Flow Hive è l’alveare che permette a chiunque di diventare apicoltore. A differenza degli alveari convenzionali infatti, Flow Hive non necessita di manutenzione nemmeno per estrarre il miele: basta aprire un rubinetto e… servirsi.Le celle di questo alveare infatti vengono fornite alle api già parzialmente costruite: gli insetti si limitano quindi a riempirle di miele e a chiudere con la cera la parte mancante.All’apicultore non resta che inserire una cannula all’interno del favo, rompere le celle e lasciar fluire all’esterno il nettare senza nemmeno disturbare gli insetti, e poter quindi proporre questo delizioso nettare per dolcificare in maniera naturale delle profumate tisane, degli aromatici tè ma anche per gustarlo su delle fette biscottate 
Golanera un volatile collaboratore
In Africa, alcune popolazioni che trovano nella raccolta del miele una fonte notevole di sostentamento. Seguono l’indicatore golanera una specie di uccello diffusa nella fascia sub-sahariana, per trovare gli alveari più nascosti. Una ricerca rivela che questa cooperazione avviene grazie a una comunicazione bidirezionale: gli esseri umani usano speciali richiami per sollecitare l’aiuto degli uccelli e viceversa. Nel corso della storia, gli esseri umani hanno addestrato a collaborare con loro diversi tipi animali, soprattutto per avere un aiuto nella caccia: gli esempi più eclatanti sono il cane e i rapaci. La cooperazione con gli animali selvatici è invece molto più rara.Nello specifico caso gli uccelli golanera attirano l’attenzione dei raccoglitori di miele con uno specifico richiamo, e poi volano di albero in albero per segnalare la presenza di alveari.Gli uccelli indicano all’uomo alveari molto nascosti sui rami più alti degli alberi. Gli esseri umani, dal canto suo, possono allontanare le api con il fumo e rompere e aprire l’alveare, consentendo agli uccelli di mangiare la cera aiutandoli così a nutrirsi, dando così un contributo a far pervenire questo meraviglioso ingrediente essenziale per una ricca colazione per iniziare magnificamente una giornata di lavoro carica di benessere.

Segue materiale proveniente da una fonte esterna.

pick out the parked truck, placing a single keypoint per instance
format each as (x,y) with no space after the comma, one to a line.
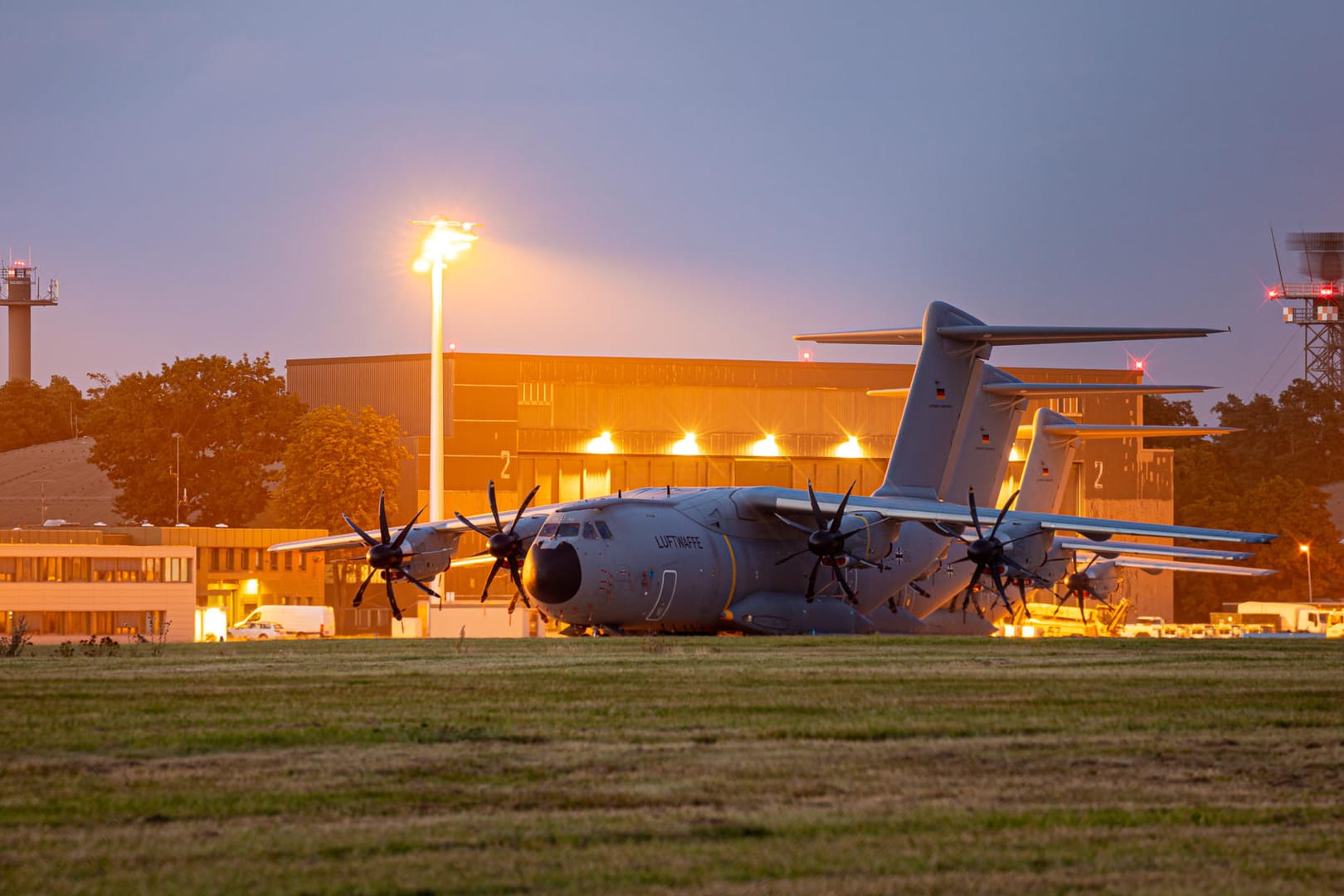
(1293,618)
(303,622)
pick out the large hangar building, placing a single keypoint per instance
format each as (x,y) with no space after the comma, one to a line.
(587,426)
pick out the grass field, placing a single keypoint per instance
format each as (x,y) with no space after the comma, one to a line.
(795,765)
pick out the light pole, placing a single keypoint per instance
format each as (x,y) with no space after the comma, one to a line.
(1307,550)
(177,479)
(446,241)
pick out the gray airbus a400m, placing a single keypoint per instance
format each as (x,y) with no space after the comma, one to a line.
(753,559)
(1083,567)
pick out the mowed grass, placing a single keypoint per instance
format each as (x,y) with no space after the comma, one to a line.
(713,765)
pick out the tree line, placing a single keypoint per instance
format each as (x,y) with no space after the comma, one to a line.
(207,440)
(1269,477)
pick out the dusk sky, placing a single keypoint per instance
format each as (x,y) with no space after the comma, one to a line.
(683,179)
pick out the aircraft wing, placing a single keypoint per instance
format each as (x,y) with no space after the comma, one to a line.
(995,334)
(1181,566)
(450,528)
(1142,548)
(925,511)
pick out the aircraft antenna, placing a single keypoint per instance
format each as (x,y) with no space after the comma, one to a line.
(1277,264)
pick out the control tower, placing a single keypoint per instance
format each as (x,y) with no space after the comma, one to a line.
(22,292)
(1315,304)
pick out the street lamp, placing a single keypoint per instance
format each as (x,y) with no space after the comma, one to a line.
(446,241)
(1307,550)
(177,477)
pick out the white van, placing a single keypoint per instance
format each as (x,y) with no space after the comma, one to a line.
(301,622)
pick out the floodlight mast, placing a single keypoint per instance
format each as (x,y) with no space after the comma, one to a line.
(446,241)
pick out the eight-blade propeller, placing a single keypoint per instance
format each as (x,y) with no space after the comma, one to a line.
(387,555)
(827,543)
(988,553)
(505,546)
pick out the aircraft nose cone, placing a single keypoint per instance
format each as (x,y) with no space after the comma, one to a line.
(553,572)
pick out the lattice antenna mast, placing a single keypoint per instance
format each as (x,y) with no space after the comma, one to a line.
(1315,305)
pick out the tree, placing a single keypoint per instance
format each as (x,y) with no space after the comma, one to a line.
(1265,479)
(230,419)
(338,462)
(34,416)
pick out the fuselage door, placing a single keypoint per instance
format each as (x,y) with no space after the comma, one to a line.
(665,590)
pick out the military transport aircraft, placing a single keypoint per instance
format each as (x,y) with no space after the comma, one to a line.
(1082,566)
(749,559)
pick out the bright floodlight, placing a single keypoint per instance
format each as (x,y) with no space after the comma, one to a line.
(446,241)
(850,448)
(765,448)
(687,445)
(601,445)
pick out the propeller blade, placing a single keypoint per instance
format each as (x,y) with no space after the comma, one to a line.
(816,508)
(845,586)
(812,582)
(494,508)
(359,596)
(975,514)
(999,587)
(1004,512)
(518,514)
(494,568)
(470,525)
(407,529)
(513,571)
(382,519)
(363,535)
(392,598)
(839,516)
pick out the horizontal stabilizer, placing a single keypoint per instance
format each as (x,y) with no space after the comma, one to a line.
(1122,430)
(1054,390)
(1179,566)
(1113,548)
(992,334)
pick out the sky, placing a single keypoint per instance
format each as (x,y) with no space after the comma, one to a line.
(667,179)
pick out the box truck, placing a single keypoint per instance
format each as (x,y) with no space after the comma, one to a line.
(303,622)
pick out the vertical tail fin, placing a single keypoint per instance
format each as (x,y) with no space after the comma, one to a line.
(984,441)
(947,382)
(1049,462)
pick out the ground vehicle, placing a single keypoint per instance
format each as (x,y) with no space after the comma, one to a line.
(301,622)
(1293,617)
(1146,627)
(257,631)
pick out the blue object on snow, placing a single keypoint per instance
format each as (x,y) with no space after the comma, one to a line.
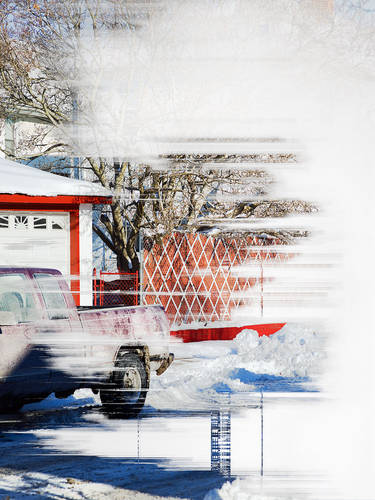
(270,383)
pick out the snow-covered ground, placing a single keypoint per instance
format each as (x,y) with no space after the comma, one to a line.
(69,449)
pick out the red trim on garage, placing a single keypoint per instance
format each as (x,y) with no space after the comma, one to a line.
(53,200)
(74,255)
(225,333)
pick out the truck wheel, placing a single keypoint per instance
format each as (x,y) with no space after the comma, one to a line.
(126,397)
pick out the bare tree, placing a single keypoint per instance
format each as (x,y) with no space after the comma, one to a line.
(39,42)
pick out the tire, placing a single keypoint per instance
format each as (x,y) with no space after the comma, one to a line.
(127,393)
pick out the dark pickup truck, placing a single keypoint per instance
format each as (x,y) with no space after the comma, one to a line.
(49,345)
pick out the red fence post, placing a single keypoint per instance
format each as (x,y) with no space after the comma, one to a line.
(94,285)
(136,288)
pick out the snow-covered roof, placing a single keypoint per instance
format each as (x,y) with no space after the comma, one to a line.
(16,178)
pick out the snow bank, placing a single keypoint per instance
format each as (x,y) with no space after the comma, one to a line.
(287,361)
(21,179)
(241,489)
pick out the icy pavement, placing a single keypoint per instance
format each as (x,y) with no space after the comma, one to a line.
(223,410)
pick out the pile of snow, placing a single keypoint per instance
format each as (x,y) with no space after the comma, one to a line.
(287,361)
(21,179)
(242,489)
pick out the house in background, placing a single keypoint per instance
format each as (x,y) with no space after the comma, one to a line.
(46,221)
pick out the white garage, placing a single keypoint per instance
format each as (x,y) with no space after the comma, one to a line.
(46,221)
(35,239)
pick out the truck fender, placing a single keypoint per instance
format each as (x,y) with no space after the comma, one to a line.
(142,351)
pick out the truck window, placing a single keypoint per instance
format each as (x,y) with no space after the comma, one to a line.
(52,295)
(17,297)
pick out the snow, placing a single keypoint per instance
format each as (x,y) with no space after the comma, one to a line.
(68,449)
(290,360)
(22,179)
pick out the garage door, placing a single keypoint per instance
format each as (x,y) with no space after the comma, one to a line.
(35,239)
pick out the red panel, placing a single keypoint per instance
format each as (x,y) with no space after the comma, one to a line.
(13,199)
(74,254)
(225,333)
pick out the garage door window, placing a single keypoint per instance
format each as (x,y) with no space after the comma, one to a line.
(31,222)
(52,295)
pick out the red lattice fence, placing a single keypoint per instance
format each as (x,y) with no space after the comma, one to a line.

Api più indaffarate del solito
Gli insetti sembrano percepire il brutto tempo imminente e allungare, di conseguenza, l’orario di lavoro. Una scoperta che potrebbe aiutare a comprendere come questi insetti reagiscono al clima che cambia.C’è chi quando cambia, il tempo sente dolori alle ossa e chi, prima di un temporale, accresce la produttività: come le api, che sembrano percepire l’arrivo della pioggia imminente e aumentare le loro attività di foraggiamento prima che sia troppo tardi. L’intuizione arriva da Xu-Jiang He e dai colleghi della Jiangxi Agricultural University di Nanchang, China, che hanno monitorato con piccole etichette elettroniche di riconoscimento a radiofrequenza 400 api bottinatrici di tre diversi alveari. Per trentaquattro giorni i tag hanno protocollato, come i badge di un’azienda, i tempi di uscita e di ingresso degli insetti dall’alveare. Nei giorni precedenti l’arrivo della pioggia, le api hanno passato più tempo fuori dal loro alveare, rientrando più tardi a casa e lavorando più a lungo, verosimilmente in risposta a segnali come i cambi di umidità, temperatura e pressione barometrica che precedono l’arrivo della pioggia. La scoperta è per certi versi sorprendente, perché le api sono insetti attenti, che allestiscono scorte sul lungo periodo e non hanno bisogno di preoccuparsi per cercare cibo prima di un giorno di pioggia. Secondo alcuni entomologi, nello studio potrebbero aver influito anche altri fattori, come la fioritura concomitante di certi fiori.